東京時間に日銀の1月会合分の議事要旨が公表されていたが、「経済・物価見通し実現なら、引き続き利上げが適当」としていた。他の委員の発言なども加味すると、方向感は追加利上げで変わらずだが、慎重なペースが好ましいといった雰囲気のようだ。
少なくとも春以降、賃金上昇の広がりと4月2日以降の関税の影響、そして不透明感もささやかれ始めている世界経済の動向を確認したい意向と思われる。短期金融市場では7月か9月の利上げを織り込む一方、6月の可能性も排除していない状況に変化はない。
本日はこのところのドル高が一服し、ユーロドルも下げを一服させていた。しかし、買い戻しを強める動きまでは見られず、1.08ドルちょうど付近で方向感のない展開となった。ロンドン時間に3月調査のIfo景況感指数が公表されていたが、前回から上昇したものの予想通りの内容でもあったことから、ユーロの反応は限定的となっていた。
ユーロドルは先週からの連続下落で、3月に入ってからの急上昇の調整が入り、過熱感は完全になくなっている。200日線の上は維持しており、リバウンド相場の流れにはなおあるものの、現在は次のアクション待ちの雰囲気も出ている。
ポンドドルは1.29ドル台半ばに買い戻された。ポンドに関しては、明日の英消費者物価指数(CPI)やリーブス財務相の春季予算案の提出が待たれる。

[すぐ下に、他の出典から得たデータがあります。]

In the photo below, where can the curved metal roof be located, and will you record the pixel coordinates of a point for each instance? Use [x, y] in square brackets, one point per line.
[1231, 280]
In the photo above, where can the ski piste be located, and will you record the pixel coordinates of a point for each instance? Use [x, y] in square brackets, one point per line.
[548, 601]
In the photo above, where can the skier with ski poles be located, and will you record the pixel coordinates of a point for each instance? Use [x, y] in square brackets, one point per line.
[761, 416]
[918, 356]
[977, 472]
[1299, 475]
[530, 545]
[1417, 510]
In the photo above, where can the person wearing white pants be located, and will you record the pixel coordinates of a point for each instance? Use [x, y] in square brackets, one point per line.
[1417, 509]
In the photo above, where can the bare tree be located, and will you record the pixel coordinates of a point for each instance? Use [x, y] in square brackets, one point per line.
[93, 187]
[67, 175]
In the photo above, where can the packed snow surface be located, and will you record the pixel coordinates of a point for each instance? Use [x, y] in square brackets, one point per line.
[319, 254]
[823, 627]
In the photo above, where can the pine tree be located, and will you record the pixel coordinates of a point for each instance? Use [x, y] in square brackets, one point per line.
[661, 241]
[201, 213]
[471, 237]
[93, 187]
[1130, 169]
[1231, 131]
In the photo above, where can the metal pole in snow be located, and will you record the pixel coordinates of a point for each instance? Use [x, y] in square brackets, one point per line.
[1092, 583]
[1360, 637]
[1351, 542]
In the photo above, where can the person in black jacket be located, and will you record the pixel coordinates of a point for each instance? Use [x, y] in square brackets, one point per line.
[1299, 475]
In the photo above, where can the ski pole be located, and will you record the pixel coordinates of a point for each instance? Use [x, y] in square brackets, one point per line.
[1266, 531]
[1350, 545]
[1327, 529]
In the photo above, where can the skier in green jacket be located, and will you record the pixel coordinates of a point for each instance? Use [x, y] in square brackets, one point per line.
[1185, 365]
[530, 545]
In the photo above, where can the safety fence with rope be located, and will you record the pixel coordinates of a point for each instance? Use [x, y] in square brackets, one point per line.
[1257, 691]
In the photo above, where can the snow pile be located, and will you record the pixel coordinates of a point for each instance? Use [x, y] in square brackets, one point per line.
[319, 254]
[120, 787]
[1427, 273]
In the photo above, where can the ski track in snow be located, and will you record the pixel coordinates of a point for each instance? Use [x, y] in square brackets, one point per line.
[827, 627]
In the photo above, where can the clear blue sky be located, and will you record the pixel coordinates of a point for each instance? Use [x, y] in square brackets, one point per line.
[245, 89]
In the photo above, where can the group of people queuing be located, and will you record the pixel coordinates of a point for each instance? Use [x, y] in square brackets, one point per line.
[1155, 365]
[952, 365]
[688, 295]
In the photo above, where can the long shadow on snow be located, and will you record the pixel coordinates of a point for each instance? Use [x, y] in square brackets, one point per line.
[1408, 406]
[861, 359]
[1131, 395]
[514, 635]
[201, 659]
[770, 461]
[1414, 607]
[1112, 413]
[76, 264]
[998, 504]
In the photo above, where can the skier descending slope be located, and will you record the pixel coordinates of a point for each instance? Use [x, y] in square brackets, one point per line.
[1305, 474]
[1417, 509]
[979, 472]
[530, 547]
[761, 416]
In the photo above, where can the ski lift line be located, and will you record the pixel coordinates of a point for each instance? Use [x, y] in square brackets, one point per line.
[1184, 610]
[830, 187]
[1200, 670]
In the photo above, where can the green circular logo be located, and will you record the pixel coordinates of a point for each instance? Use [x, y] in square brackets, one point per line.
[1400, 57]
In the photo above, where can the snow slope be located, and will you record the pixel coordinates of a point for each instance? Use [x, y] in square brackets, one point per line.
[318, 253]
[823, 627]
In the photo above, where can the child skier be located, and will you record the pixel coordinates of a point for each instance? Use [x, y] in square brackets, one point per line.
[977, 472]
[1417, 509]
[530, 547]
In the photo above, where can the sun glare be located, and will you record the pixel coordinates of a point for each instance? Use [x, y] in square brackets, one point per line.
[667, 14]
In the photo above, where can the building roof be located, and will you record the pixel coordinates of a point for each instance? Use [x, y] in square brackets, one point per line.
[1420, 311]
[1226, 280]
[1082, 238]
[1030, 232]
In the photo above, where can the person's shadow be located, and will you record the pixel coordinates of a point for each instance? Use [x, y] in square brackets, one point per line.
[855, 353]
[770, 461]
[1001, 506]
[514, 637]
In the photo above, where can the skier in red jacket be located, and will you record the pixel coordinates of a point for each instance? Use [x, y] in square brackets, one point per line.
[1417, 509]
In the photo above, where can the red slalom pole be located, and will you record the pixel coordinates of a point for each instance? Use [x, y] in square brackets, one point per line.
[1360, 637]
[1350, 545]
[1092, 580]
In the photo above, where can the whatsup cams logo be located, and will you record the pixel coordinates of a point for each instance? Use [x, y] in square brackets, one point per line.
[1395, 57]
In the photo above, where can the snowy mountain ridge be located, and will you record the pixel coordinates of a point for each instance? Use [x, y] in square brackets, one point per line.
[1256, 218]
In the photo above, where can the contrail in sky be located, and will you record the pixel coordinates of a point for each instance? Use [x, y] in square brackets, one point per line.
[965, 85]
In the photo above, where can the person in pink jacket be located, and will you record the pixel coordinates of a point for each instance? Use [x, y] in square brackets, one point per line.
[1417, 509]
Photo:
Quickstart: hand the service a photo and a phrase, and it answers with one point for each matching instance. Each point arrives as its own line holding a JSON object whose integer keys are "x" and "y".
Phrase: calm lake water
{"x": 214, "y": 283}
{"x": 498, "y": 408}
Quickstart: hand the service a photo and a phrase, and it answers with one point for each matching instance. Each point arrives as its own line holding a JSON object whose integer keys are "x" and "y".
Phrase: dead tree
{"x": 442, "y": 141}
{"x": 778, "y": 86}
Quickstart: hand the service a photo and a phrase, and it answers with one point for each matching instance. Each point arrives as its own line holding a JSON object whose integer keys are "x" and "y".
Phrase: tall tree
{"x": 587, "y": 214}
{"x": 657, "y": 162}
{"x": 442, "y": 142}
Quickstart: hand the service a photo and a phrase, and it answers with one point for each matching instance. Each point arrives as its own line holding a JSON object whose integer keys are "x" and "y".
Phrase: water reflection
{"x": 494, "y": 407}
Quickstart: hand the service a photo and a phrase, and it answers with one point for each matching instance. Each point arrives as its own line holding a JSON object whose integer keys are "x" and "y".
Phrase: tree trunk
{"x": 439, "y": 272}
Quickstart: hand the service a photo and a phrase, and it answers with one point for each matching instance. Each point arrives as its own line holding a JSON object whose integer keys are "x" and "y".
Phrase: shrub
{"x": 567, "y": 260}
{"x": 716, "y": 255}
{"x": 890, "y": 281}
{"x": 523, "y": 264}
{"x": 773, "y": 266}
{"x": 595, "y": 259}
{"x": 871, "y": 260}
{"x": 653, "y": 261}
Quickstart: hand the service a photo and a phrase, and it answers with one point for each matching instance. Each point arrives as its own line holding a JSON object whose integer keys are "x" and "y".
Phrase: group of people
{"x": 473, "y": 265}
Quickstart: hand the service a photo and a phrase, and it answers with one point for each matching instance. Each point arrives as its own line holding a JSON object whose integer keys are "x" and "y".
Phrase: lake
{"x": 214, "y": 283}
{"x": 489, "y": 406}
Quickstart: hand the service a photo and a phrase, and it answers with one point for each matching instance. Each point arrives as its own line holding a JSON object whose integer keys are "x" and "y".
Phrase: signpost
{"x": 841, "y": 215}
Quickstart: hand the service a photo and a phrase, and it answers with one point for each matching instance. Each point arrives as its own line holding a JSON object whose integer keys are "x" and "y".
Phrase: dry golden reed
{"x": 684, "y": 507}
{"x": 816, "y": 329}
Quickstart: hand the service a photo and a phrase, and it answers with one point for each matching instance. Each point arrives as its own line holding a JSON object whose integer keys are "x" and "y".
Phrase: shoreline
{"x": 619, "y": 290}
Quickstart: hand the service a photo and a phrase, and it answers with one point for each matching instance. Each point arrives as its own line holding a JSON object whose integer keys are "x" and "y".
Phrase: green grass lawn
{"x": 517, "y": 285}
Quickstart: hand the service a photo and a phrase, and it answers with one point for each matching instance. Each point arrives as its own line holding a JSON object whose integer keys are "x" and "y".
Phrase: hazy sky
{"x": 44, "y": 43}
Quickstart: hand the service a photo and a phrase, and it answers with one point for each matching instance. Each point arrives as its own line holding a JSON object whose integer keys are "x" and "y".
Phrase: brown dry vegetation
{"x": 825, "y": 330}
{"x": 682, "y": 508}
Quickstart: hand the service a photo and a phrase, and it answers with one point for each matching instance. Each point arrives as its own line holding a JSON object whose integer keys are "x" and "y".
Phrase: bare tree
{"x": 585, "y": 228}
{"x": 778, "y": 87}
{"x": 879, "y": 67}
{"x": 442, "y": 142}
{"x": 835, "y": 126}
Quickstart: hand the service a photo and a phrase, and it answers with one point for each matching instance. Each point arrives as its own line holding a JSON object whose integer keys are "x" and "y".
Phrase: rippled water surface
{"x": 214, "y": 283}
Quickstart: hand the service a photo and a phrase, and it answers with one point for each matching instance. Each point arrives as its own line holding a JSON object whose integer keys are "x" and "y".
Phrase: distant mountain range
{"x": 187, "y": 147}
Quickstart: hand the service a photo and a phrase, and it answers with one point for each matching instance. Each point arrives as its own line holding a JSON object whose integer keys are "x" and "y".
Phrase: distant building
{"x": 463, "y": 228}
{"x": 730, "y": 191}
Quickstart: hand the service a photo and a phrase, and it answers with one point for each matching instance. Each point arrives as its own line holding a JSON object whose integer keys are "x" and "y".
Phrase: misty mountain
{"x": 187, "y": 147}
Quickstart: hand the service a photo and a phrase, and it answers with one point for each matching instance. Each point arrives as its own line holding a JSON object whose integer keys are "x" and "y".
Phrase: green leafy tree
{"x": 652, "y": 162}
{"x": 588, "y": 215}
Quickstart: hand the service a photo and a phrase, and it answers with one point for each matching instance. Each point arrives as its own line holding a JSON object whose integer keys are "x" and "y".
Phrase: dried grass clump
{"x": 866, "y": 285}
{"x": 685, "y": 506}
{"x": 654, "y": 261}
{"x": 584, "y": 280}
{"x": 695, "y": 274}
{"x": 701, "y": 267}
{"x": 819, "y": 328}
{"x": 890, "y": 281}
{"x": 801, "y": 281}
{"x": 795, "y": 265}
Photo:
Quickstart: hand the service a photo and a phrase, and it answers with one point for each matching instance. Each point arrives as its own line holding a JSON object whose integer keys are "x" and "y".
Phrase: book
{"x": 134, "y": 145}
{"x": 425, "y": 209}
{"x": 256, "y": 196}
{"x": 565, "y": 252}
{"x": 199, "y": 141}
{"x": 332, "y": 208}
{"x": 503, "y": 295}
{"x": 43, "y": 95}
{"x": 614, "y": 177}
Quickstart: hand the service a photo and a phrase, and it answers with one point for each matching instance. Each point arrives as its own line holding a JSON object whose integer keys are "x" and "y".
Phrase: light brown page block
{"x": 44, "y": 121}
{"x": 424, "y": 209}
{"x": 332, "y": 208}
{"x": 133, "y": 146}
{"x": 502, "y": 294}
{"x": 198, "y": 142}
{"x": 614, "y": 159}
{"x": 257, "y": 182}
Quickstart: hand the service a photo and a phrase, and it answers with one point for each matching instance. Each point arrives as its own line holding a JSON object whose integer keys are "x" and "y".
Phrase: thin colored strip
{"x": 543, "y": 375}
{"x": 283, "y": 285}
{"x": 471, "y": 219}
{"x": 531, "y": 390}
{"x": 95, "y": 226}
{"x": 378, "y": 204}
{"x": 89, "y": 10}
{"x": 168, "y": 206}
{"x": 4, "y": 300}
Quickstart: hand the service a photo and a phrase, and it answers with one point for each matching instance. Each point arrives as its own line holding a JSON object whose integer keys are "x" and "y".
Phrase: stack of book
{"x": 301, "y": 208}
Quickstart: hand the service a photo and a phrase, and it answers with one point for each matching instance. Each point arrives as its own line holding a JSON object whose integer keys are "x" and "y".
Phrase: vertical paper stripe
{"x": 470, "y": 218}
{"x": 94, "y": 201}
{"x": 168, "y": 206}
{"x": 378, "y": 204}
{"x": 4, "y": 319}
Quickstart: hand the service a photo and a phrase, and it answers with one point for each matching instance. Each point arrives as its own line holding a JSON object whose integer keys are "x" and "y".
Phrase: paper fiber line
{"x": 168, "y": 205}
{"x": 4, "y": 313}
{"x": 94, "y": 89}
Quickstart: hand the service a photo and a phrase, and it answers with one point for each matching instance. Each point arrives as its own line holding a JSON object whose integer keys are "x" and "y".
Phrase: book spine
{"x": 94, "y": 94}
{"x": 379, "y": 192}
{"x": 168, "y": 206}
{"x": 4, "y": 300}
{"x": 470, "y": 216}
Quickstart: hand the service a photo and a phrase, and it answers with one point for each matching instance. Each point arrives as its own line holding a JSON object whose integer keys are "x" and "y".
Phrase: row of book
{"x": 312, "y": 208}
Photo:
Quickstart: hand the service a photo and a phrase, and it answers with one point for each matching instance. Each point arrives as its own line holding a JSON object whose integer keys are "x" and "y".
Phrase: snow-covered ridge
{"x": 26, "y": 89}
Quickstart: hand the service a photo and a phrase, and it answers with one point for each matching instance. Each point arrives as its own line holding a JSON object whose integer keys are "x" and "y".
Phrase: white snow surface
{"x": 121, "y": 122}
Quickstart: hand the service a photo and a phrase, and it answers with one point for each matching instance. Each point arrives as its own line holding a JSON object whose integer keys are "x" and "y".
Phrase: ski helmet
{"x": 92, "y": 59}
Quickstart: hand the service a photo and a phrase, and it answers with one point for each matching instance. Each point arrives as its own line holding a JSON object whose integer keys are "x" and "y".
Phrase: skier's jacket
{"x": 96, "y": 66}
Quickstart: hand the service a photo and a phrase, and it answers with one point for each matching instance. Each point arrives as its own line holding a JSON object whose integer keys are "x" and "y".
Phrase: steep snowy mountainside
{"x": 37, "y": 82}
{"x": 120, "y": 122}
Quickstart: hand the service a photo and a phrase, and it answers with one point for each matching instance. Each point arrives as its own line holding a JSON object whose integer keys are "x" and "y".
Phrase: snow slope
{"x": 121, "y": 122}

今月発表になった1月の月次英GDPは予想外のマイナス成長となっていたが、ストラテジストは英国の低成長はポンドの見通しにリスクをもたらすと指摘し、期待外れの成長が政府の税収を圧迫しているという。成長回復がなければ、秋にさらなる増税が行われるリスクが残る。利下げは経済見通しを押し上げるが、英中銀はインフレ圧力が依然として高いことを理由に慎重姿勢を崩していない。
同氏は、ポンドは英中銀の慎重な利下げ姿勢から引き続きある程度の支援を受けるという。しかし、英経済が低成長、苦戦する財政、低い企業信頼感、低い生産性成長との関連を断ち切れない場合、ポンドの相対的な魅力は薄れるだろうと述べている。